The extent to which a file can be compressed varies by file type. For example, text files by default lack any compression, with each character being represented individually in hex. Hex, or hexadecimal, is a numeral system made up of 16 unique single-character identifiers capable of representing each byte in a file. Compression rates on this kind of file are generally very good.Many media formats, such as MP3s, include compression as part of the format standard. Compression rates on these file are usually poor, potentially even resulting in a "compressed" zip file that's larger than the original due to the additional data in the zip archive.

Comparison

The zip format is not the only compression format in use. Other common compression formats include RAR and 7-zip.
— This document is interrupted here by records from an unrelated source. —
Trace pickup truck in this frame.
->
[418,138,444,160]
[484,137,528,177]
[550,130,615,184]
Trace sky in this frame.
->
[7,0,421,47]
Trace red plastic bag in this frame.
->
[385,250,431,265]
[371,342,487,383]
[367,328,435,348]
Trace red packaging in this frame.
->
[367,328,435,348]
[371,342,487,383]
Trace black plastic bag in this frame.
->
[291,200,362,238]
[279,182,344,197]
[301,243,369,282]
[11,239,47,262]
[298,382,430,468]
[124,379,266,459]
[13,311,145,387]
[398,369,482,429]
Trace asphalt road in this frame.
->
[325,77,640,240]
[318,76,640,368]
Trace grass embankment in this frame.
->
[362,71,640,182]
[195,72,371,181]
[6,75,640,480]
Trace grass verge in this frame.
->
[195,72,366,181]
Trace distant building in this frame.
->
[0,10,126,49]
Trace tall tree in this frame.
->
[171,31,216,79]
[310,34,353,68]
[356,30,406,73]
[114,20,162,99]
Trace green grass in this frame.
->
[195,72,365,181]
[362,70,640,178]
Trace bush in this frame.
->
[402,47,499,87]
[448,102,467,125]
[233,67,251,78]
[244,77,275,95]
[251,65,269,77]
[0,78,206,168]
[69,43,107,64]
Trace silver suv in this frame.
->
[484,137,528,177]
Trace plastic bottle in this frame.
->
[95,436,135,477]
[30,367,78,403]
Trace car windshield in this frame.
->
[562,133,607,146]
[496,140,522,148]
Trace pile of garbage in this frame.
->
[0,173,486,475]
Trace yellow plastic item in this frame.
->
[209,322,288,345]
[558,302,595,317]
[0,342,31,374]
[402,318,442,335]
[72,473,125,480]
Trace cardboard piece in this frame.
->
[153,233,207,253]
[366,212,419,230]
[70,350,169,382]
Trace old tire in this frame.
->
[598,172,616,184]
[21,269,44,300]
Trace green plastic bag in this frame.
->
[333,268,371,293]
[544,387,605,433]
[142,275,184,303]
According to Igor Pavlov, developer of 7-zip, the standard zip format underperforms the other two formats by as much as 30 to 40 percent, depending on the type of data being compressed.In a test, Pavlov compressed a full installation of Google Earth 3.0.0616. The data totaled 23.5 MB before compression. The standard zip format provided approximately 62 percent compression. By comparison, RAR resulted in a 71 percent compression rate, and 7-zip had 76 percent.

Limitations

Early incarnations of the zip format were limited to handling data no larger than 4 gigabytes at a time. This included compressed and uncompressed individual file size and the total size of the archive after compression. This limitation is removed in more recent versions of the format with the addition of the zip64 extension. Support for the zip64 extension is still limited.